The advantages to the donor center of establishing iron replacement programs to correct and maintain acceptable hemoglobin and ferritin levels in first-time and repeat donors are evident. Advantages include improved donor retention, prevention of symptomatic iron depletion/deficiency in repeat donors, and recognition by the community of the public service being provided. Cost of a program such as the one described in this study consists primarily of personnel expenses. Physician oversight is required to order and interpret laboratory tests and to prescribe iron. Health professionals are needed to facilitate medical history screening, promote compliance, assess intolerance to therapy, order and collect laboratory samples, and maintain databases. The tangible cost per donor enrolled in the study was less than $12 per visit, including laboratory testing ($10) and 60 tablets of iron ($1.40). These costs could easily be offset by the benefits of a successful program. The cost of recruiting a new blood donor is estimated to be $50-$400 (Department of Transfusion Medicine, NIH data), thus donor retention is less costly than donor recruitment. If a donor center does not have the financial/personnel resources to institute an iron replacement plan such as the one described in this study, our data support the following approach to iron management in the donor center. Oral iron replacement with a formulation that contains at least 38 mg of elemental iron, taken once daily for 60 days, may be offered to all donors, male and female, with screening hemoglobin levels <12.5 g/dL and a history of prior blood donation, and to all premenopausal females with hemoglobin <12.5 g/dL.

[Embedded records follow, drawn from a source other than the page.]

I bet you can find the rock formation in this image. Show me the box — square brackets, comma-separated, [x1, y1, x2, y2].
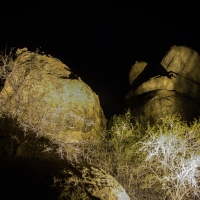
[0, 48, 130, 200]
[125, 46, 200, 124]
[0, 156, 130, 200]
[0, 48, 106, 143]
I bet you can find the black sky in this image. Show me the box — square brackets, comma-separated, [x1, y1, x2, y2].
[0, 1, 200, 119]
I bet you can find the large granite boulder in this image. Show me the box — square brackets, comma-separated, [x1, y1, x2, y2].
[0, 156, 130, 200]
[0, 48, 106, 148]
[125, 46, 200, 124]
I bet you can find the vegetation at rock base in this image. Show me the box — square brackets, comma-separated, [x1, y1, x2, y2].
[81, 110, 200, 200]
[0, 48, 200, 200]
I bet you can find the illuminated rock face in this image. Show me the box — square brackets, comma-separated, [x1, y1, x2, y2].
[125, 46, 200, 124]
[0, 48, 106, 143]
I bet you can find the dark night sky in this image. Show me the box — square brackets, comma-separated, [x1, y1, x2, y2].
[0, 1, 200, 119]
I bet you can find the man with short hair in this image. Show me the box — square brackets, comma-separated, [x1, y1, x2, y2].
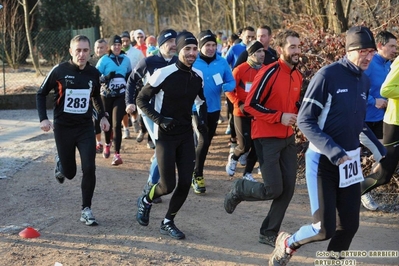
[133, 29, 147, 56]
[225, 26, 255, 68]
[89, 39, 108, 153]
[136, 31, 206, 239]
[121, 31, 145, 69]
[192, 30, 235, 194]
[224, 30, 303, 249]
[234, 25, 278, 67]
[36, 35, 109, 225]
[89, 38, 108, 66]
[125, 29, 177, 203]
[269, 26, 386, 265]
[121, 31, 144, 139]
[226, 41, 265, 182]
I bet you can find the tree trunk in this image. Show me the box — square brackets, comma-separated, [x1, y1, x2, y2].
[195, 0, 202, 32]
[151, 0, 159, 36]
[232, 0, 237, 32]
[311, 0, 328, 30]
[19, 0, 40, 75]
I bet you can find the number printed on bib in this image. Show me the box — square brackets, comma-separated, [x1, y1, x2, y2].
[108, 77, 126, 93]
[339, 148, 364, 188]
[245, 81, 252, 92]
[64, 89, 91, 114]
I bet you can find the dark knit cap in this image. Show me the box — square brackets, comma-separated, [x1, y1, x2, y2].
[198, 30, 216, 49]
[176, 31, 198, 53]
[157, 29, 177, 47]
[247, 41, 263, 55]
[345, 26, 377, 52]
[121, 31, 130, 39]
[108, 35, 122, 46]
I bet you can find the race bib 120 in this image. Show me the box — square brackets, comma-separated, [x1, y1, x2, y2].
[339, 147, 364, 188]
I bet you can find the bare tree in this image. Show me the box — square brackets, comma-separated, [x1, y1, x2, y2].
[1, 0, 26, 69]
[18, 0, 40, 75]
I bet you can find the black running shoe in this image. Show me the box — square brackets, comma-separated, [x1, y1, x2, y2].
[54, 155, 65, 184]
[224, 179, 241, 214]
[160, 221, 186, 239]
[136, 196, 152, 226]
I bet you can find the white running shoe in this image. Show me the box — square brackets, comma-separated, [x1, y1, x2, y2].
[136, 130, 144, 142]
[226, 155, 238, 176]
[362, 192, 380, 211]
[238, 151, 249, 166]
[80, 207, 98, 225]
[132, 120, 140, 133]
[123, 128, 130, 139]
[242, 173, 258, 182]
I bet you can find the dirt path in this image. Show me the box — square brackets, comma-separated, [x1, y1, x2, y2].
[0, 110, 399, 266]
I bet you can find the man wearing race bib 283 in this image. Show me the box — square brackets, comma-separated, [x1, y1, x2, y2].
[36, 35, 109, 225]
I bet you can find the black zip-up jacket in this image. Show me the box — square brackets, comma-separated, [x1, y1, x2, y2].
[137, 60, 207, 140]
[36, 60, 104, 126]
[125, 53, 177, 106]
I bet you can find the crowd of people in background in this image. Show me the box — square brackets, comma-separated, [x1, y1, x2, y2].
[37, 25, 399, 265]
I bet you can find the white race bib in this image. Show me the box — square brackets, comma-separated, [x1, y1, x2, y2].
[108, 77, 126, 93]
[213, 73, 223, 86]
[245, 82, 252, 92]
[339, 147, 364, 188]
[64, 89, 91, 114]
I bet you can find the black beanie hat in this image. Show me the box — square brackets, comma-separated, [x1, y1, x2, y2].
[121, 31, 130, 39]
[247, 41, 263, 55]
[176, 31, 198, 53]
[108, 35, 122, 46]
[157, 29, 177, 47]
[345, 26, 377, 52]
[198, 30, 216, 49]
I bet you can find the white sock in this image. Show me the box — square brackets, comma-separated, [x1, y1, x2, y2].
[143, 197, 150, 204]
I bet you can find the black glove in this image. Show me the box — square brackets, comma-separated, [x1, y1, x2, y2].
[238, 102, 250, 116]
[159, 117, 176, 132]
[197, 122, 208, 135]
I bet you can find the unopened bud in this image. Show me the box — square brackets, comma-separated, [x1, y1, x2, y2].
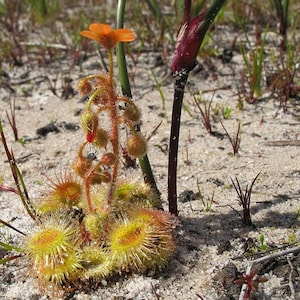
[127, 134, 147, 157]
[123, 104, 141, 122]
[72, 156, 92, 178]
[77, 78, 93, 96]
[93, 128, 108, 148]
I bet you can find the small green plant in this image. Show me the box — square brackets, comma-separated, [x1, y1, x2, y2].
[221, 122, 241, 155]
[240, 29, 267, 103]
[230, 173, 259, 226]
[194, 96, 213, 134]
[197, 179, 216, 212]
[258, 234, 268, 251]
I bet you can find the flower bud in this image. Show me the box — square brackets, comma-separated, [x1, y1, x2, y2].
[101, 152, 116, 166]
[172, 11, 206, 74]
[84, 213, 103, 239]
[127, 133, 147, 157]
[123, 104, 141, 122]
[81, 109, 98, 143]
[72, 156, 92, 178]
[77, 78, 93, 96]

Blood Centers are confronted with the challenges of both pre-existing iron deficiency/depletion in blood donors and iron depletion/deficiency caused by blood donations. Iron replacement programs are a win-win proposition for both donors and donor centers. The data from this study support the safety and efficacy of iron replacement as a routine practice in all blood donors, including those who donate and those who are deferred. In the not too distant future, donors may find that “donor iron” is as helpful and desirable as “donor cookies” in maintaining well-being following blood donation.
We gratefully acknowledge the expertise of the Donor Room Staff of the NIH Department of Transfusion Medicine, and the generosity and commitment of our blood donors.
Conflict of Interest: None
Disclaimer: The findings, conclusions, and recommendations expressed in this article are those of the authors and do not necessarily reflect the views of the National Institutes of Health.